Et techniquement, James Wan est en pleine possession de ses moyens. Il s’amuse à nous sortir des plans-séquences redoutablement efficaces. Outre la figure de style, Wan accorde une importance évidente à ces procédés. Il suffit de voir la scène d’emménagement de la famille où la caméra, fluide au plus haut point, nous fait visiter et découvrir la maison en même temps que la famille. C’est visuellement très beau et très propre, un véritable orgasme pour la pupille, mais ne vous y trompez pas, si ces plans séquences mobiles vous plairont, vous haïrez les fixes. En effet, Wan joue sur les contrastes techniques et il ne donne pas au spectateur les codes qu’il connaît et est habitué à voir. Lorsque la caméra s’arrête de bouger, c’est qu’elle veut attirer toute notre attention sur un détail particulier de l’image, et il est inutile de vous préciser que ce genre de manœuvre se déroule très souvent lors d’une scène effrayante. Il vous est alors impossible de détourner le regard au point que vous vous retrouvez crispé sur votre siège à supplier que les personnages allument la lumière. La véritable force du film réside là-dedans : il fait resurgir nos peurs enfantines les plus enfouies. Avouez-le, qui n’a jamais eu peur du monstre sous le lit ? Dans le placard ? Dans la cave ? Le cinéma nippon sait très bien jouer avec les angoisses du spectateur en posant des ambiances volontairement lourdes, James Wan s’amuse exactement pareil avec nos nerfs et ce n’est pas pour nous déplaire. Conjuring n’abuse pas de jump-scares pour faire peur. Bien évidemment, ces derniers, inévitables, seront présents, mais ils seront intelligents, si bien que même un aficionado du genre pourra se faire avoir comme un bleu lors de certaines séquences. Cette tension qui monte crescendo gardera vos mains moites et mettra votre rythme cardiaque à rude épreuve jusque dans les dernières secondes du films. James Wan ne relâche pas la pression pendant près de deux heures, preuve d’une réussite formelle.
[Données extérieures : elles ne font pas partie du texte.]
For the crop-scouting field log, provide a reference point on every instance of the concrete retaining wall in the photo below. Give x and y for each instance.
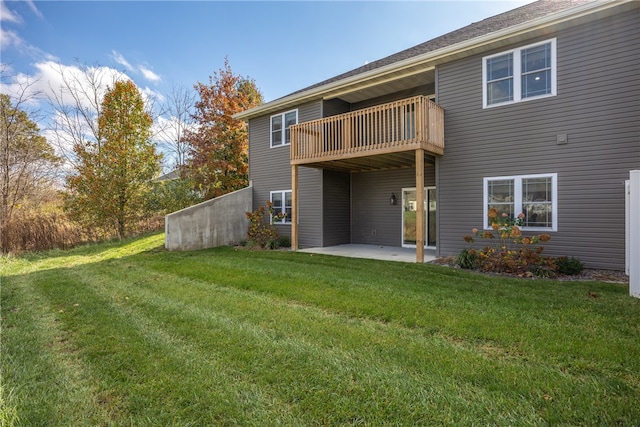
(217, 222)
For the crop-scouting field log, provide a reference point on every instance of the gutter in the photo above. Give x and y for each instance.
(423, 59)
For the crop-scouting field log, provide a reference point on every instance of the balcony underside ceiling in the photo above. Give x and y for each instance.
(399, 160)
(384, 85)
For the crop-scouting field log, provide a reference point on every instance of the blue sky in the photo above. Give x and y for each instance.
(283, 46)
(163, 45)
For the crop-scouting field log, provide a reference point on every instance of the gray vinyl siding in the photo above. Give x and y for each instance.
(269, 170)
(597, 106)
(337, 208)
(373, 220)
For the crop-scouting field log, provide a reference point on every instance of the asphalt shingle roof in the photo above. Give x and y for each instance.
(504, 20)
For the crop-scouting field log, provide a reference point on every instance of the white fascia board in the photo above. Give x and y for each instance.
(429, 58)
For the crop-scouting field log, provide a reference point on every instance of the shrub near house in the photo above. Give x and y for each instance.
(509, 251)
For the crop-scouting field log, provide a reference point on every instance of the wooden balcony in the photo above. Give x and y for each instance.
(379, 137)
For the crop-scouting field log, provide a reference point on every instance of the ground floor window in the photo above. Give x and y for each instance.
(533, 195)
(281, 203)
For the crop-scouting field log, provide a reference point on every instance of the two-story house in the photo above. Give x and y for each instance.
(534, 111)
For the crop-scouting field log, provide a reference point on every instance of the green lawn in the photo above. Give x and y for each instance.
(129, 334)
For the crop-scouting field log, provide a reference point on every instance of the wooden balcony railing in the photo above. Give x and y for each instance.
(402, 125)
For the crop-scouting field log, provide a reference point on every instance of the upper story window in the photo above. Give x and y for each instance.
(533, 195)
(280, 123)
(519, 74)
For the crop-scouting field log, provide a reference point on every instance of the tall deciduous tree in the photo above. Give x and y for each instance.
(218, 162)
(27, 162)
(113, 174)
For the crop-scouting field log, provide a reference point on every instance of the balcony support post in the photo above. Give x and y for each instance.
(420, 211)
(294, 207)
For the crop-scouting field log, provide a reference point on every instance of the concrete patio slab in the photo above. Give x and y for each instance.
(386, 253)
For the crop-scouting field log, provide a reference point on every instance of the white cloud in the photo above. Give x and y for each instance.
(149, 75)
(138, 69)
(34, 9)
(9, 38)
(121, 60)
(7, 14)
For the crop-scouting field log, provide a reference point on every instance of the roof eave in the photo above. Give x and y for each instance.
(427, 59)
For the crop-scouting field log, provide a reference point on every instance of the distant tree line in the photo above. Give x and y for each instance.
(94, 173)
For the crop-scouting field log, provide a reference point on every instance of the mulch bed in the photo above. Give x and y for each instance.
(602, 275)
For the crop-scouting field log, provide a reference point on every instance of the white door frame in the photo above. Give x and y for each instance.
(426, 218)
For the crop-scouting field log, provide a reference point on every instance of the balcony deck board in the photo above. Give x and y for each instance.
(380, 137)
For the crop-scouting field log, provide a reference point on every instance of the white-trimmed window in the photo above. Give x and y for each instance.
(280, 124)
(536, 196)
(281, 203)
(520, 74)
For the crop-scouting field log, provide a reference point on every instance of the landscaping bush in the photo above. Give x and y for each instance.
(468, 259)
(569, 266)
(260, 233)
(510, 252)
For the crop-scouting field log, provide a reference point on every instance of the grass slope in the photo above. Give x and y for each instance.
(129, 334)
Paranormal Activity avait relancé l’attrait du public pour les films de possessions démoniaques, James Wan lui a donné ses plus beaux galons de cette époque « revival du genre ». Avec toute la pléiade de films sortis depuis Paranormal Activity, très peu, voire aucuns, n’ont su arriver à la cheville du film de référence : L’exorciste. Conjuring s’était placé en tant qu’outsider le plus légitime à sa sortie et a prouvé, avec le temps, qu’on ne s’était pas trompé. S’il ne détrône pas L’exorciste dans notre coeur, il le complète parfaitement. En effet, le film de William Friedkin s’attardait sur comment faire partir le démon du corps de son hôte. Le film de James Wan nous explique tout ce qu’il se passe auparavant en proposant une théorie sur comment un démon tourmente sa proie pendant des semaines avant de la posséder. Conjuring est un véritable film d’épouvante qui joue avec la nostalgie des fictions sorties dans les années 70. Conjuring est le travail le plus abouti de Wan à ce jour. Quand bien même la suite demeurera aussi efficace et parfaitement exécutée, elle n’atteindra pas la perfection des soins apportés dans chacun des détails de ce film d’épouvante désormais culte et digne de figurer au panthéon des classiques de l’horreur à nos yeux (n’ayons pas peur des mots, sic!). Conjuring est à (re)voir encore et encore tant le film regorge de dizaines de bonnes idées à la minute. Résolument, la masterpiece de l’œuvre de Wan actuellement.